Winery Profile

Palmira, Oliviero and Cinzia Visintini are wine geeks of the best kind. You can see Slovenia from their farm, it’s the next line of low hills on the horizon, 6km away. Their grandfather Domenico Visintini bought the estate and its ruined medieval tower in 1884. A respectable portion of the original 13th century cellar is crammed with Palmira Visintini’s personal wine stash. Amphorae of biodynamically farmed Pignolo line the hallway outside. In another restored alcove rest bottles of Refosco di Peduncolo Rosso and other cool indigenous grapes: Fruili actually has more indigenous reds than whites. The Visintini siblings do fine work with both.

Visintini is a clean, organized, efficient modern winery. The family are intellectual and inquisitive about wine, connected to the larger world outside of the Colli Orientali DOP and at the same time very aware of farms making interesting wine in Friuli. It’s fun to watch them hang out and talk shop with other growers in the local oenoteca in Cormons. Gossip about Colli Orientali and Collio is passed around, along with many bottles of the best wines of each DOP. And abundant prosciutto.

The Visintinis farm twenty five hectares of indigenous grapes (Ribolla, Verduzzo, Friulano, Franconia) the bulk of which are in close proximity to the cellar. The winery was significantly expanded in 1976 by Andrea (the trio’s father) allowing for their current robust 140,000 bottle annual production, more or less. The new portion built by Andrea rests a full six meters underground, perfect for long term storage of the estate’s amphorae and bottle-aged reds. Andrea also installed the mixture of cement and stainless steel tanks that are used to ferment and age Visintini’s white wines. Their guiding principle in the cellar is to do as little as possible. In the fields Oliviero is charting a path toward biodynamic agriculture. After years of organic farming they are recently certified, and have begun making their own biodynamic composts and other preparations.


“The shared demeanor of the three Visintini siblings (Palmira, Cinzia, and Oliviero) is self-assured, hard-to-rattle. They make a wicked addition to a night of dining! The Visintinis are pretty animated, they are definitely having fun with it. It bleeds into their work: this is biodynamic farming without the hushed-tones reverence.” –Jay Murrie, Piedmont Wine Imports



Wines

Bianco di Cinzia: Certified organic. 70% Pinot Bianco, 30% Friulano. Guyot and Cappuncina trained vines planted in ecocene marl and clay soils. The vineyards are near Gramogliano, in the hilly heart of the Colli Orientali DOP. The fruit is hand-harvested in mid-September, de-stemmed and then fermented with native yeast in temperature-controlled stainless steel. After battonage, the wine is aged in tank until the following March when it is bottled. 500 cs produced.

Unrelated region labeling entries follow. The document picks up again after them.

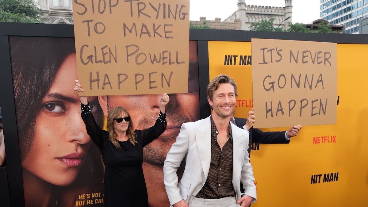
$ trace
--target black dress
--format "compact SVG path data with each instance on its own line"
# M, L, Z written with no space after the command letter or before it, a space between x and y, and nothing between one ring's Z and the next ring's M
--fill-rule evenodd
M161 112L155 125L143 130L135 130L133 146L129 141L118 141L120 148L109 140L109 133L102 130L91 113L89 104L81 104L82 118L87 133L98 146L105 164L105 206L148 206L147 188L143 175L143 148L157 138L166 128L166 114Z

Rosso di Palmira: Certified organic. Cabernet, Merlot and Schioppettino (Ribolla Nera) grown at 200 meters above sea level in terraced Ponca (marl) soils near Corno di Rosazzo. Hand-harvested, 100% de-stemmed then crushed in a soft pneumatic press. The wine has a short cool maceration period, followed by fermentation with native yeast in temperature controlled-stainless steel tanks.